Address: 3001 Marshfield Road, Albany.

Party: Democrat.

Occupation: State Representative.

Past Offices Held: Currently serving second term in the House; Previously served on Athens City Council.

1. Ohio has had some success in regaining jobs in the wake of the recession, but the unemployment rate remains over 7 percent. What specifically will you do to help create jobs in the state?

I will continue working with state and local leaders to promote our region as a great place to live, work, and raise a family. I will also continue fighting for adequate investments in education, workforce development, and infrastructure, including broadband Internet. I think that government can help to create a good climate for business, specifically by ensuring that we have a well-prepared workforce and the necessary infrastructure for a variety of business opportunities. I also believe that we need to work to support local entrepreneurs in their startup and second stage development efforts, because those individuals and businesses are rooted in our local communities, and are effective at creating and retaining jobs.

2. Ohio is expecting a sizable budget surplus.
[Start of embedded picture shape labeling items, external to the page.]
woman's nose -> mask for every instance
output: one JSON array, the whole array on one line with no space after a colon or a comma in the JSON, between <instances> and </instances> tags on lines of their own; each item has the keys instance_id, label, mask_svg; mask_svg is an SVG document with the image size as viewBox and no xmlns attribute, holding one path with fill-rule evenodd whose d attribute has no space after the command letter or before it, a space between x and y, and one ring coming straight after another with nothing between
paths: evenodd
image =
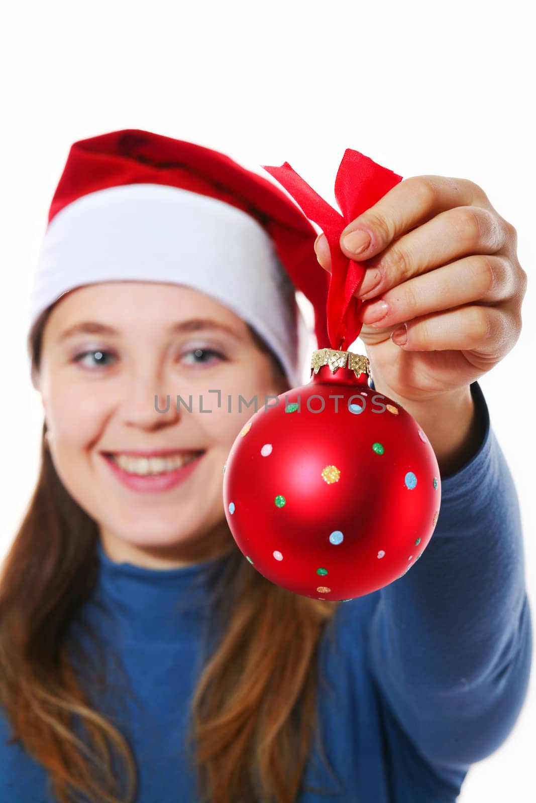
<instances>
[{"instance_id":1,"label":"woman's nose","mask_svg":"<svg viewBox=\"0 0 536 803\"><path fill-rule=\"evenodd\" d=\"M125 422L150 428L169 426L178 418L175 397L156 373L137 373L128 388L123 404ZM169 383L168 383L169 384Z\"/></svg>"}]
</instances>

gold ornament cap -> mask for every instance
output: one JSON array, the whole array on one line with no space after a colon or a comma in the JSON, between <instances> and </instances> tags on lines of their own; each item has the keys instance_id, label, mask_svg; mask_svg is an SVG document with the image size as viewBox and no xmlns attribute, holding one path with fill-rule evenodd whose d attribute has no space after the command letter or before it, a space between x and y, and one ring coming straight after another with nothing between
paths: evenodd
<instances>
[{"instance_id":1,"label":"gold ornament cap","mask_svg":"<svg viewBox=\"0 0 536 803\"><path fill-rule=\"evenodd\" d=\"M348 368L354 371L356 378L360 373L371 377L369 358L363 354L355 354L354 352L339 351L336 349L318 349L313 352L311 357L311 369L315 373L322 365L328 365L332 373L339 368Z\"/></svg>"}]
</instances>

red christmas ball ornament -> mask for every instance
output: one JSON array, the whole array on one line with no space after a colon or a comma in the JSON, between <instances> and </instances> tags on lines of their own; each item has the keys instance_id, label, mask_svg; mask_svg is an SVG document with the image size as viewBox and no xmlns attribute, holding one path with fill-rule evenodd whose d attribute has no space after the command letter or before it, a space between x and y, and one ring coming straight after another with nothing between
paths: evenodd
<instances>
[{"instance_id":1,"label":"red christmas ball ornament","mask_svg":"<svg viewBox=\"0 0 536 803\"><path fill-rule=\"evenodd\" d=\"M372 389L368 358L322 349L311 381L256 412L223 470L231 532L255 569L295 593L348 600L401 577L432 536L434 450Z\"/></svg>"}]
</instances>

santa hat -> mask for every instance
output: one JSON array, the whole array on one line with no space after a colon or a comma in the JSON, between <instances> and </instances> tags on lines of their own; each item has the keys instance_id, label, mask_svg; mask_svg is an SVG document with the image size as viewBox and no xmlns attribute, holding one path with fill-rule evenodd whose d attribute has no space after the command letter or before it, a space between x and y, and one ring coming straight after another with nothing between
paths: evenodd
<instances>
[{"instance_id":1,"label":"santa hat","mask_svg":"<svg viewBox=\"0 0 536 803\"><path fill-rule=\"evenodd\" d=\"M76 287L173 283L239 315L300 385L309 332L297 290L313 304L319 348L329 342L316 236L279 186L218 151L138 129L75 142L38 259L28 348L39 316Z\"/></svg>"}]
</instances>

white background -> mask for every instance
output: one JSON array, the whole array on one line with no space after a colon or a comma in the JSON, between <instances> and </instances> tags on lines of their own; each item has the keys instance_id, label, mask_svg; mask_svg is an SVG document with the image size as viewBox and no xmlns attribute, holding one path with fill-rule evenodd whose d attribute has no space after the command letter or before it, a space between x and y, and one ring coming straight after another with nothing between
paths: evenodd
<instances>
[{"instance_id":1,"label":"white background","mask_svg":"<svg viewBox=\"0 0 536 803\"><path fill-rule=\"evenodd\" d=\"M287 161L333 206L353 148L404 177L470 178L518 230L524 328L480 384L518 487L535 610L530 12L527 2L470 0L10 4L0 42L2 554L36 477L42 408L27 369L27 305L71 143L140 128L261 173ZM511 736L469 771L462 803L535 799L535 708L533 683Z\"/></svg>"}]
</instances>

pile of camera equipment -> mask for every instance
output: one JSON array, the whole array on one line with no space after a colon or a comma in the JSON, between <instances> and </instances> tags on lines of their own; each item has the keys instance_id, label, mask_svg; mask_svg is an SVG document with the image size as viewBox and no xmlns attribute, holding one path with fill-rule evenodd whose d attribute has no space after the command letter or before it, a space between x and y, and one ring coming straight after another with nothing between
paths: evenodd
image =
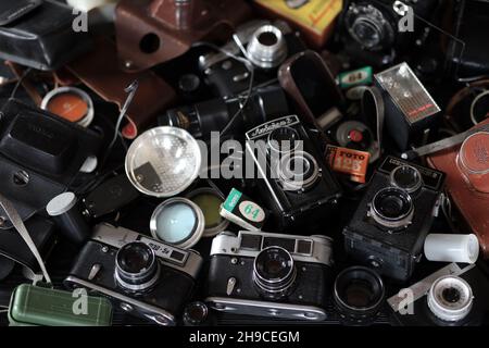
<instances>
[{"instance_id":1,"label":"pile of camera equipment","mask_svg":"<svg viewBox=\"0 0 489 348\"><path fill-rule=\"evenodd\" d=\"M489 324L487 33L482 0L2 0L0 324Z\"/></svg>"}]
</instances>

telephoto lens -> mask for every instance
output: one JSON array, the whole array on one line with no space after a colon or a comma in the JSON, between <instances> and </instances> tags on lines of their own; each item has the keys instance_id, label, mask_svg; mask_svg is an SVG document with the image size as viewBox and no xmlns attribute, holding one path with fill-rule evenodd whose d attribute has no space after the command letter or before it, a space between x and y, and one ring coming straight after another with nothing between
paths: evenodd
<instances>
[{"instance_id":1,"label":"telephoto lens","mask_svg":"<svg viewBox=\"0 0 489 348\"><path fill-rule=\"evenodd\" d=\"M254 260L254 284L265 298L278 300L286 297L292 289L296 275L292 256L284 248L263 249Z\"/></svg>"},{"instance_id":2,"label":"telephoto lens","mask_svg":"<svg viewBox=\"0 0 489 348\"><path fill-rule=\"evenodd\" d=\"M126 244L115 256L115 279L128 293L151 289L160 277L153 249L140 241Z\"/></svg>"},{"instance_id":3,"label":"telephoto lens","mask_svg":"<svg viewBox=\"0 0 489 348\"><path fill-rule=\"evenodd\" d=\"M372 324L380 311L384 297L384 282L371 269L352 266L343 270L335 281L335 307L346 325Z\"/></svg>"}]
</instances>

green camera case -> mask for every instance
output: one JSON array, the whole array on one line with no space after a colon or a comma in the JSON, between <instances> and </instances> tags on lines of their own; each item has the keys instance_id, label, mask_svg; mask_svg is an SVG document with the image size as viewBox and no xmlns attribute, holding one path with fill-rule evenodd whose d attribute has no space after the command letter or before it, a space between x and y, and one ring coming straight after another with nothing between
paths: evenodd
<instances>
[{"instance_id":1,"label":"green camera case","mask_svg":"<svg viewBox=\"0 0 489 348\"><path fill-rule=\"evenodd\" d=\"M109 326L112 303L103 297L30 284L15 288L9 306L11 326Z\"/></svg>"}]
</instances>

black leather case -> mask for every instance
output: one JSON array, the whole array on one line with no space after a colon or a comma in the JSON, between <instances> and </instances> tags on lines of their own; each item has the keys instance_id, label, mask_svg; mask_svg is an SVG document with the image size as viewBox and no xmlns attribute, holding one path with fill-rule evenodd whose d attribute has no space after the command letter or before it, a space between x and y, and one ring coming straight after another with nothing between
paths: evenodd
<instances>
[{"instance_id":1,"label":"black leather case","mask_svg":"<svg viewBox=\"0 0 489 348\"><path fill-rule=\"evenodd\" d=\"M2 0L0 58L38 70L52 71L88 51L87 33L75 33L76 15L60 2Z\"/></svg>"}]
</instances>

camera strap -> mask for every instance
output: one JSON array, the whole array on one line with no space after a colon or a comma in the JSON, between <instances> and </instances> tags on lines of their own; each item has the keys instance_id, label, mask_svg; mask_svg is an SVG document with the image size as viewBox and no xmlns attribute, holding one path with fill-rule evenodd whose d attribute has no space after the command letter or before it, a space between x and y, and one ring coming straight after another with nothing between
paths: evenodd
<instances>
[{"instance_id":1,"label":"camera strap","mask_svg":"<svg viewBox=\"0 0 489 348\"><path fill-rule=\"evenodd\" d=\"M17 210L12 204L12 202L1 194L0 194L0 206L5 211L5 214L9 217L9 220L11 221L14 228L18 232L21 237L27 244L27 247L33 252L34 257L36 258L37 262L39 263L39 266L42 271L42 275L46 278L46 282L51 283L51 278L48 274L48 271L46 270L46 265L45 265L45 262L42 261L39 250L37 249L33 238L30 237L29 233L27 232L27 228L25 227L24 222L22 221L22 217L18 214Z\"/></svg>"}]
</instances>

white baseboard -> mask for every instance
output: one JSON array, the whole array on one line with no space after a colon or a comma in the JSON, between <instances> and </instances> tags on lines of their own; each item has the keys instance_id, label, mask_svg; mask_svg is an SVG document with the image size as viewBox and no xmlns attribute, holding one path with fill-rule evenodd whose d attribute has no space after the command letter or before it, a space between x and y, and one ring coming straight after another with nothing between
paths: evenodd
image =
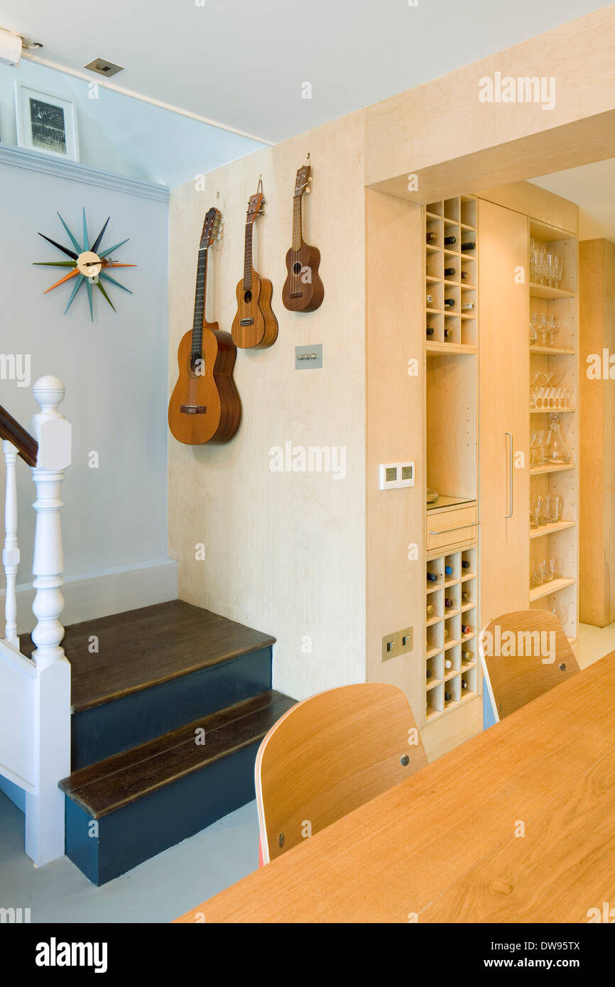
<instances>
[{"instance_id":1,"label":"white baseboard","mask_svg":"<svg viewBox=\"0 0 615 987\"><path fill-rule=\"evenodd\" d=\"M4 590L0 592L0 612L4 614ZM62 586L65 606L62 624L136 610L178 597L178 564L173 559L144 563L132 568L67 576ZM32 631L35 590L32 583L17 587L18 633ZM0 627L3 627L0 621Z\"/></svg>"}]
</instances>

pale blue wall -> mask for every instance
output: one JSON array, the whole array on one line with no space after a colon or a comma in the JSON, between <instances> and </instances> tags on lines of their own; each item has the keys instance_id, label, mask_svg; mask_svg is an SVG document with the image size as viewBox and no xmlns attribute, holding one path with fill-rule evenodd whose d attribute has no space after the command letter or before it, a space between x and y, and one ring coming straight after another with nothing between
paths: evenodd
<instances>
[{"instance_id":1,"label":"pale blue wall","mask_svg":"<svg viewBox=\"0 0 615 987\"><path fill-rule=\"evenodd\" d=\"M32 354L33 383L50 373L66 386L60 410L73 425L73 465L62 491L65 573L165 559L168 202L142 197L130 188L104 189L74 175L67 180L3 160L20 153L0 147L0 352ZM79 229L82 205L92 234L111 215L105 242L112 246L130 237L115 259L138 265L115 275L134 292L112 287L116 313L96 292L94 323L85 286L64 316L68 286L43 295L61 276L60 268L32 265L60 257L37 231L68 245L56 210ZM0 380L0 404L25 425L37 411L32 390L15 381ZM90 450L99 452L98 470L88 468ZM18 581L24 583L32 571L35 488L21 461L18 480L23 560Z\"/></svg>"}]
</instances>

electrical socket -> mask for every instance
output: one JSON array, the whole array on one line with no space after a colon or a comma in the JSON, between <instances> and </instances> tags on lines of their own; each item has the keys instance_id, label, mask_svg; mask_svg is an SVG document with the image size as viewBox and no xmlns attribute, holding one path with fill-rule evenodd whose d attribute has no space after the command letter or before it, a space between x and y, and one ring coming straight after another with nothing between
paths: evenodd
<instances>
[{"instance_id":1,"label":"electrical socket","mask_svg":"<svg viewBox=\"0 0 615 987\"><path fill-rule=\"evenodd\" d=\"M387 634L382 639L382 660L396 658L400 654L407 654L413 649L413 629L406 627L403 631L395 631Z\"/></svg>"}]
</instances>

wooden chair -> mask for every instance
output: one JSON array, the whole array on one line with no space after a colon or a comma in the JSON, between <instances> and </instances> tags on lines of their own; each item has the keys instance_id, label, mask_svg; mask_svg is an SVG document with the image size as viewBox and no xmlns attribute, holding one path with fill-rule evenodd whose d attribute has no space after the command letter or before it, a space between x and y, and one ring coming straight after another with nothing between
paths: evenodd
<instances>
[{"instance_id":1,"label":"wooden chair","mask_svg":"<svg viewBox=\"0 0 615 987\"><path fill-rule=\"evenodd\" d=\"M426 763L410 704L397 686L346 685L297 703L257 754L264 863Z\"/></svg>"},{"instance_id":2,"label":"wooden chair","mask_svg":"<svg viewBox=\"0 0 615 987\"><path fill-rule=\"evenodd\" d=\"M490 621L481 632L479 653L493 713L486 726L579 670L564 628L548 610L516 610Z\"/></svg>"}]
</instances>

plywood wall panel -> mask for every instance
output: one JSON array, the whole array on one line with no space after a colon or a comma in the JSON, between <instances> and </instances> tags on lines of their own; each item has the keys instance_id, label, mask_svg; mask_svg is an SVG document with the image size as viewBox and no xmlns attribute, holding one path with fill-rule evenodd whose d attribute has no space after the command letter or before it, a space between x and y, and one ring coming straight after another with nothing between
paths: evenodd
<instances>
[{"instance_id":1,"label":"plywood wall panel","mask_svg":"<svg viewBox=\"0 0 615 987\"><path fill-rule=\"evenodd\" d=\"M365 677L363 127L363 113L352 114L212 172L205 190L189 183L171 194L170 388L192 327L204 213L218 205L225 221L222 248L210 252L208 318L229 330L247 202L263 175L254 261L273 284L277 342L238 351L243 418L231 442L170 438L170 554L180 596L277 638L273 683L297 699ZM304 236L321 251L325 300L302 315L283 308L281 288L295 173L308 151ZM295 345L318 342L323 369L295 370ZM269 450L287 441L344 448L345 478L271 472ZM194 558L198 543L204 562Z\"/></svg>"}]
</instances>

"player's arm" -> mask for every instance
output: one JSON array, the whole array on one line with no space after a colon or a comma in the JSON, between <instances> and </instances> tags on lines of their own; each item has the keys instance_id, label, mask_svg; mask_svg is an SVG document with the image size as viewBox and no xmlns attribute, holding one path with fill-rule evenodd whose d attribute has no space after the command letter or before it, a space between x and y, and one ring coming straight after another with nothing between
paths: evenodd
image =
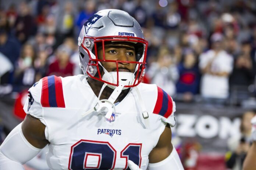
<instances>
[{"instance_id":1,"label":"player's arm","mask_svg":"<svg viewBox=\"0 0 256 170\"><path fill-rule=\"evenodd\" d=\"M250 148L243 166L243 170L256 169L256 141L253 142Z\"/></svg>"},{"instance_id":2,"label":"player's arm","mask_svg":"<svg viewBox=\"0 0 256 170\"><path fill-rule=\"evenodd\" d=\"M48 143L45 129L40 120L27 115L0 146L0 169L24 170L22 165L36 155Z\"/></svg>"},{"instance_id":3,"label":"player's arm","mask_svg":"<svg viewBox=\"0 0 256 170\"><path fill-rule=\"evenodd\" d=\"M156 146L149 155L149 170L184 169L171 141L171 130L168 125L160 136Z\"/></svg>"},{"instance_id":4,"label":"player's arm","mask_svg":"<svg viewBox=\"0 0 256 170\"><path fill-rule=\"evenodd\" d=\"M251 121L252 125L252 138L254 141L243 162L243 170L256 169L256 116Z\"/></svg>"}]
</instances>

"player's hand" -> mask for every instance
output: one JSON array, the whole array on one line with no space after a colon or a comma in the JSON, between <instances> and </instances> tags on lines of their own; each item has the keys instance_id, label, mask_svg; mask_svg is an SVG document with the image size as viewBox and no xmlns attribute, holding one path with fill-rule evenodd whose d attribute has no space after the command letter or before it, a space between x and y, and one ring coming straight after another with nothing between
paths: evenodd
<instances>
[{"instance_id":1,"label":"player's hand","mask_svg":"<svg viewBox=\"0 0 256 170\"><path fill-rule=\"evenodd\" d=\"M252 138L254 141L256 141L256 116L252 119Z\"/></svg>"},{"instance_id":2,"label":"player's hand","mask_svg":"<svg viewBox=\"0 0 256 170\"><path fill-rule=\"evenodd\" d=\"M128 166L131 170L142 170L139 167L139 166L131 160L128 160Z\"/></svg>"}]
</instances>

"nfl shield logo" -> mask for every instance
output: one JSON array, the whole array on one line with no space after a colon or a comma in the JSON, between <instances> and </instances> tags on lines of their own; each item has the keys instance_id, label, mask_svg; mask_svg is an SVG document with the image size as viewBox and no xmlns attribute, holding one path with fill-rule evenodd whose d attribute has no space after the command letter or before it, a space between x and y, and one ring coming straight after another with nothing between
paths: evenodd
<instances>
[{"instance_id":1,"label":"nfl shield logo","mask_svg":"<svg viewBox=\"0 0 256 170\"><path fill-rule=\"evenodd\" d=\"M107 121L109 122L110 123L111 123L112 122L114 122L115 121L115 113L112 113L112 115L111 115L111 117L110 117L110 119L107 119L106 118L106 120Z\"/></svg>"}]
</instances>

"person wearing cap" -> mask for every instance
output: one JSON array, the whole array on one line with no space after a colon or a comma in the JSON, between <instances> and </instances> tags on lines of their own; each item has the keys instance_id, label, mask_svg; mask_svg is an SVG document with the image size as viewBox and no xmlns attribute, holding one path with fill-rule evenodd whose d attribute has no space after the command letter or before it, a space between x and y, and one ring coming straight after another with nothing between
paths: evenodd
<instances>
[{"instance_id":1,"label":"person wearing cap","mask_svg":"<svg viewBox=\"0 0 256 170\"><path fill-rule=\"evenodd\" d=\"M223 39L222 34L214 33L210 38L211 48L199 56L202 95L218 102L228 96L228 77L233 69L233 58L224 49Z\"/></svg>"},{"instance_id":2,"label":"person wearing cap","mask_svg":"<svg viewBox=\"0 0 256 170\"><path fill-rule=\"evenodd\" d=\"M61 45L57 49L56 60L49 66L47 75L55 75L65 77L73 75L74 64L70 60L72 50L66 45Z\"/></svg>"}]
</instances>

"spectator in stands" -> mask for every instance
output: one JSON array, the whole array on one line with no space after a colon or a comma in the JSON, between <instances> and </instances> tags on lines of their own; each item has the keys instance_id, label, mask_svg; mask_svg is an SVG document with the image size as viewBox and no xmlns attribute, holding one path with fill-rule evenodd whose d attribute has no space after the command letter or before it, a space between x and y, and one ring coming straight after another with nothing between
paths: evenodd
<instances>
[{"instance_id":1,"label":"spectator in stands","mask_svg":"<svg viewBox=\"0 0 256 170\"><path fill-rule=\"evenodd\" d=\"M15 5L14 4L11 4L8 11L6 11L6 16L10 27L12 27L14 26L17 15Z\"/></svg>"},{"instance_id":2,"label":"spectator in stands","mask_svg":"<svg viewBox=\"0 0 256 170\"><path fill-rule=\"evenodd\" d=\"M252 125L250 121L254 116L253 111L247 111L243 115L240 133L230 138L228 145L230 150L226 154L226 165L232 170L242 169L243 161L249 147Z\"/></svg>"},{"instance_id":3,"label":"spectator in stands","mask_svg":"<svg viewBox=\"0 0 256 170\"><path fill-rule=\"evenodd\" d=\"M8 35L5 29L0 28L0 52L9 59L14 67L19 58L20 48L17 40Z\"/></svg>"},{"instance_id":4,"label":"spectator in stands","mask_svg":"<svg viewBox=\"0 0 256 170\"><path fill-rule=\"evenodd\" d=\"M75 20L73 4L67 1L64 9L60 10L57 18L57 44L63 43L64 39L72 36L74 34L74 24Z\"/></svg>"},{"instance_id":5,"label":"spectator in stands","mask_svg":"<svg viewBox=\"0 0 256 170\"><path fill-rule=\"evenodd\" d=\"M72 51L66 45L62 45L57 49L56 59L49 66L47 75L54 75L65 77L73 75L74 65L70 60Z\"/></svg>"},{"instance_id":6,"label":"spectator in stands","mask_svg":"<svg viewBox=\"0 0 256 170\"><path fill-rule=\"evenodd\" d=\"M166 14L166 24L168 28L176 29L181 21L181 17L178 12L177 3L173 1L169 4L169 10Z\"/></svg>"},{"instance_id":7,"label":"spectator in stands","mask_svg":"<svg viewBox=\"0 0 256 170\"><path fill-rule=\"evenodd\" d=\"M46 71L49 66L47 62L47 53L45 51L38 52L37 57L35 60L35 69L36 70L35 82L37 82L41 78L46 76Z\"/></svg>"},{"instance_id":8,"label":"spectator in stands","mask_svg":"<svg viewBox=\"0 0 256 170\"><path fill-rule=\"evenodd\" d=\"M95 3L94 1L87 1L84 4L84 9L78 15L77 21L77 25L79 30L89 17L95 13Z\"/></svg>"},{"instance_id":9,"label":"spectator in stands","mask_svg":"<svg viewBox=\"0 0 256 170\"><path fill-rule=\"evenodd\" d=\"M223 40L222 34L214 34L211 37L212 48L200 55L199 63L203 74L202 96L222 99L222 101L228 96L228 77L233 69L233 62L232 56L223 48Z\"/></svg>"},{"instance_id":10,"label":"spectator in stands","mask_svg":"<svg viewBox=\"0 0 256 170\"><path fill-rule=\"evenodd\" d=\"M138 1L138 4L134 10L133 15L141 26L145 27L147 22L147 11L142 3L142 0Z\"/></svg>"},{"instance_id":11,"label":"spectator in stands","mask_svg":"<svg viewBox=\"0 0 256 170\"><path fill-rule=\"evenodd\" d=\"M176 93L179 73L173 54L167 47L159 49L157 60L151 64L147 73L151 83L156 84L170 95Z\"/></svg>"},{"instance_id":12,"label":"spectator in stands","mask_svg":"<svg viewBox=\"0 0 256 170\"><path fill-rule=\"evenodd\" d=\"M242 53L235 60L233 73L230 76L231 86L243 86L246 88L253 83L255 75L250 56L251 46L249 42L244 42Z\"/></svg>"},{"instance_id":13,"label":"spectator in stands","mask_svg":"<svg viewBox=\"0 0 256 170\"><path fill-rule=\"evenodd\" d=\"M9 82L9 74L13 70L11 63L6 57L0 52L0 85L7 84Z\"/></svg>"},{"instance_id":14,"label":"spectator in stands","mask_svg":"<svg viewBox=\"0 0 256 170\"><path fill-rule=\"evenodd\" d=\"M15 84L30 86L35 82L36 72L34 67L35 53L32 45L24 45L15 71Z\"/></svg>"},{"instance_id":15,"label":"spectator in stands","mask_svg":"<svg viewBox=\"0 0 256 170\"><path fill-rule=\"evenodd\" d=\"M15 31L17 38L23 44L30 36L35 34L36 26L34 18L30 14L28 4L22 2L19 7L19 12L15 23Z\"/></svg>"},{"instance_id":16,"label":"spectator in stands","mask_svg":"<svg viewBox=\"0 0 256 170\"><path fill-rule=\"evenodd\" d=\"M179 79L176 85L177 93L182 93L185 101L191 100L199 92L200 73L195 53L188 51L178 66Z\"/></svg>"}]
</instances>

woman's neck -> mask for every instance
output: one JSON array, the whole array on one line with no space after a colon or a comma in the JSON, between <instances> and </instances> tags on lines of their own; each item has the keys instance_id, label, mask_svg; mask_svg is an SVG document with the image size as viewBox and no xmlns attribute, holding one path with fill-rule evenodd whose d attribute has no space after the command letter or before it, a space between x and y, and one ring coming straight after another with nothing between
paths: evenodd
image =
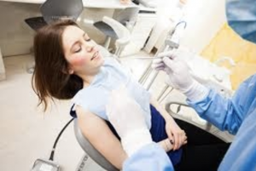
<instances>
[{"instance_id":1,"label":"woman's neck","mask_svg":"<svg viewBox=\"0 0 256 171\"><path fill-rule=\"evenodd\" d=\"M90 84L92 83L96 75L82 77L84 88L90 86Z\"/></svg>"}]
</instances>

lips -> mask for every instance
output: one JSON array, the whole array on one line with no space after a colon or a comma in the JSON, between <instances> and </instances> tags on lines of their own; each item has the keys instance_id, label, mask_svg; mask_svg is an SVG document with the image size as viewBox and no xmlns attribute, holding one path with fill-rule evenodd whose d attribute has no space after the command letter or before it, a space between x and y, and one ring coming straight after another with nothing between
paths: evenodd
<instances>
[{"instance_id":1,"label":"lips","mask_svg":"<svg viewBox=\"0 0 256 171\"><path fill-rule=\"evenodd\" d=\"M99 52L96 51L96 53L94 53L94 54L93 54L93 56L92 56L92 58L91 58L90 60L93 60L95 58L98 57L98 55L99 55Z\"/></svg>"}]
</instances>

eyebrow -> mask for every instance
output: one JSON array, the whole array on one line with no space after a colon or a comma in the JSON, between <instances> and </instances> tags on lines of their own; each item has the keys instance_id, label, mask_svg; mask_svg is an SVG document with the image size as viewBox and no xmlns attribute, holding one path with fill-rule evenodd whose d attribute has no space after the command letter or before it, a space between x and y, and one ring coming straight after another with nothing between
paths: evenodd
<instances>
[{"instance_id":1,"label":"eyebrow","mask_svg":"<svg viewBox=\"0 0 256 171\"><path fill-rule=\"evenodd\" d=\"M85 35L86 35L86 33L85 33L85 32L84 32L84 34L83 34L83 37L84 37ZM70 48L70 51L72 51L72 49L73 49L73 46L74 46L74 45L76 45L76 44L77 44L79 42L79 41L78 40L78 41L74 42L74 43L72 44L72 46L71 46L71 48Z\"/></svg>"}]
</instances>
There have been cuts to local government funding in recent years, from schools to cities and counties and many would like to see that money go to them. Should any of the surplus be spent and if yes, how?

I do believe that we need to spend some of the surplus funds, which is why I sponsored the Kids and Communities First Fund legislation. I offered this bill as an amendment to the budget corrections bill, and as standalone legislation because I believe that the deep cuts, created by the Kasich administration's use of Local Government funds for state budgeting, are hurting our communities. We need police and fire protection in our local communities, enough teachers in the classroom, and well-maintained infrastructure to be economically competitive. My legislation would use a portion of the surplus (now in the rainy day fund) to create a fund that could be used to prevent layoffs of public safety forces and teachers.

3. Ohio's school-funding system has been declared unconstitutional multiple times due to its reliance on property taxes, yet a solution has remained elusive. Do you believe the situation is likely to change in the near future, and how would you propose addressing the issue?

I have been working on this issue since before I was elected, and am deeply concerned about the problem. Our children need access to a high quality education, to help them develop their talents and be able to compete in a global economy. I believe we were making progress, with the reforms introduced by former Governor Strickland, but the new administration repealed those reforms. Governor Kasich is still developing his plan, and I will do everything I can to ensure that proposed reforms take into consideration the differences in various areas of the state. For example, I was able to work with Rep. Garrison on a formula that adequately funded transportation costs, which made a big difference for rural districts. One size does not fit all, and I will fight for careful analysis of the data, so that we can ensure that any new proposals are fair for students and taxpayers in southeastern Ohio.